We will always love reading about Dolly Parton

Allison Shoemaker
·2 mins read

Happy Monday. October’s been a long year. Who among us does not at least kind of need a story about how great Dolly Parton is and the things she’s chosen to do with her life? Luckily, The New Yorker’s Lauren Michele Jackson is happy to oblige.

Jackson’s piece is in part a review of She Come by It Natural: Dolly Parton and the Women Who Lived Her Songs, a book due this week from author Sarah Smarsh and Scribner. But it’s also just a celebration of Dolly, one of those pieces of writing in which the writer’s enthusiasm seems to bubble off the page. Specifically, the piece does a terrific job of addressing Parton’s politics, which in the most obvious sense have always been pointedly withheld, but which in practice come through loud and clear:

Humor indelibly choreographs Dolly’s two-step around the sort of culturally warred-over topics that trip up so many celebrities. If the shtick is slick, it doesn’t feel so, only polished, with a whiff of old-fashioned etiquette concerning the subjects one doesn’t talk about with company present. Another word for this is “grace,” helpfully supplied by [Smarsh’s book]. It’s an appropriately evangelic interpretation of Parton’s seemingly apolitical poise. In lieu of taking a stand, Parton walks the walk, binding the country’s disparate passions with a better politics—good works and the call of homecoming.
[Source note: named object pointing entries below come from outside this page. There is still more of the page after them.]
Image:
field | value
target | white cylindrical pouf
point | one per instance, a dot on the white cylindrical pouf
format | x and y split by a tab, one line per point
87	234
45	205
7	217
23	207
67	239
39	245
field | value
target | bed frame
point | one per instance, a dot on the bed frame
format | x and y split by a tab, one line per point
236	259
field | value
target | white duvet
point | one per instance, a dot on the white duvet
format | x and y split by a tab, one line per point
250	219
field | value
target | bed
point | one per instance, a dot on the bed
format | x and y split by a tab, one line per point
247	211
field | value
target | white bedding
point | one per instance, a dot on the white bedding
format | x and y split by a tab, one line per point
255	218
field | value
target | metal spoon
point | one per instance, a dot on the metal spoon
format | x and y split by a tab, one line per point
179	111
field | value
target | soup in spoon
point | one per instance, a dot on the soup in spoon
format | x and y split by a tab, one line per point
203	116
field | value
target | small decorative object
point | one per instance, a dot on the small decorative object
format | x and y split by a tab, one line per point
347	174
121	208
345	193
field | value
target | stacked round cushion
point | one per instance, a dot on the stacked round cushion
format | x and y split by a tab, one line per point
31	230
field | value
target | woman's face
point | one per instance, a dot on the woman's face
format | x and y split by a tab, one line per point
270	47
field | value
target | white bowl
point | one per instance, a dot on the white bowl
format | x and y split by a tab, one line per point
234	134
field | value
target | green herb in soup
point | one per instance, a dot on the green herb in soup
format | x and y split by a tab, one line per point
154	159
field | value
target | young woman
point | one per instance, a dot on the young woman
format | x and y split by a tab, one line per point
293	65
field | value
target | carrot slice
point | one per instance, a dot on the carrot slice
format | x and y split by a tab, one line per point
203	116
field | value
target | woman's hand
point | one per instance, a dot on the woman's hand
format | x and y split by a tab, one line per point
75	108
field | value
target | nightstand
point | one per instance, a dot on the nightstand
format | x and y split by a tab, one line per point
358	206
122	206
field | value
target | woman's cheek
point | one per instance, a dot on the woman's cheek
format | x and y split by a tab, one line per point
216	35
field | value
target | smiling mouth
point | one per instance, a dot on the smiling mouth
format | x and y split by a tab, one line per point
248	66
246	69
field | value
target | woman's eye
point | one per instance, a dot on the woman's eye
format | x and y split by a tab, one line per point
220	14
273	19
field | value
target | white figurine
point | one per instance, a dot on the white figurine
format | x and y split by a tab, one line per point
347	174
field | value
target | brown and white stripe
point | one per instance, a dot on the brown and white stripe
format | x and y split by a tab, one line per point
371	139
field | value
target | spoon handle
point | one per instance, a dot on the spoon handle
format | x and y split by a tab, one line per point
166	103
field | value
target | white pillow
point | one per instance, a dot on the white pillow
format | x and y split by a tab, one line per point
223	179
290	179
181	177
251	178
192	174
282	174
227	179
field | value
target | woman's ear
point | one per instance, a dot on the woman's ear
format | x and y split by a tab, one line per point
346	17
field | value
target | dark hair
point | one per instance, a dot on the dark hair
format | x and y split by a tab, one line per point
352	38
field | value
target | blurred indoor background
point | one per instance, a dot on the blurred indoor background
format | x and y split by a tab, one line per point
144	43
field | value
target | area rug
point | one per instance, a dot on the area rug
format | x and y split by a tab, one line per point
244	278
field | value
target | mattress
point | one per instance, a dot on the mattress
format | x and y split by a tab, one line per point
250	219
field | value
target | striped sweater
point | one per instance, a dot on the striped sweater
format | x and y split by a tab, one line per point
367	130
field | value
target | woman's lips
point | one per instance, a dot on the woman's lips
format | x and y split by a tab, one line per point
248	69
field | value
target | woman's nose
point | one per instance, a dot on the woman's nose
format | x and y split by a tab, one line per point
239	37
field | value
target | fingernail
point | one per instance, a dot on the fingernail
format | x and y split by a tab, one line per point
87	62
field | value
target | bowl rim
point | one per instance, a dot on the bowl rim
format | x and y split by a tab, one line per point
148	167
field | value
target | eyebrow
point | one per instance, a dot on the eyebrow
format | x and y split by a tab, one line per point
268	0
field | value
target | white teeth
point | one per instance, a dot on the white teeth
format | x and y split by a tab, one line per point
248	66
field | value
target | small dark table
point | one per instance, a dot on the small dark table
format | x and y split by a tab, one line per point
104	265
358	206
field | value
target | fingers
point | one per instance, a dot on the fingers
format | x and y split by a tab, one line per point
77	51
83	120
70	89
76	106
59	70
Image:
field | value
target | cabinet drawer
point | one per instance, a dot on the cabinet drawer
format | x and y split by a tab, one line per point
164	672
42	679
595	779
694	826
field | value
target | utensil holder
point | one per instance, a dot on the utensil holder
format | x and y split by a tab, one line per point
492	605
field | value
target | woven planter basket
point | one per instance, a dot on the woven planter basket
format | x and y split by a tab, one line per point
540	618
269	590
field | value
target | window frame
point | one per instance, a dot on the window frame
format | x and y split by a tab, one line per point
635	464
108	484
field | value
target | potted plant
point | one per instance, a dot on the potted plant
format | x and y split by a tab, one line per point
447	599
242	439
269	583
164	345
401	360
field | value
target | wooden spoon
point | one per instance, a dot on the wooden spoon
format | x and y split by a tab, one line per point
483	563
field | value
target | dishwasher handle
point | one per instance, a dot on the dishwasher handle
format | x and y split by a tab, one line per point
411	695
For those unfamiliar with Parton as a person, her biography, or her discography beyond the big hits, some of these notions may surprise you. (Did you know about Dolly’s book program, Imagination Library? It is excellent.) Jackson’s take on both Smarsh’s book and Parton’s public persona and the choices she’s made is a compelling one; it’s worth reading in full, but we’ll just share one more quick excerpt because today is garbage and you, dear reader, deserve it:

In a delightful clip that has recently been making the rounds online, from an episode of the short-lived nineteen-eighties variety show “Dolly,” Parton leads Patti LaBelle in “a little rhythm” sounded, washboard style, from the clacking of their acrylic nails. Wearing similar puff-sleeved, sparkling black gowns, the two luminaries briefly harmonize a rendition of “Shortnin’ Bread,” the slave folk song, before collapsing into giggles. The moment can feel silly, but no doubt Smarsh would see its serious feminine brilliance. Acrylic nails, disparaged when seen on the hands of performers like Parton or Cardi B, may very well be responsible for some spectacular feats of songwriting.

Here’s the clip in question:

All hail Dolly Parton and great writing.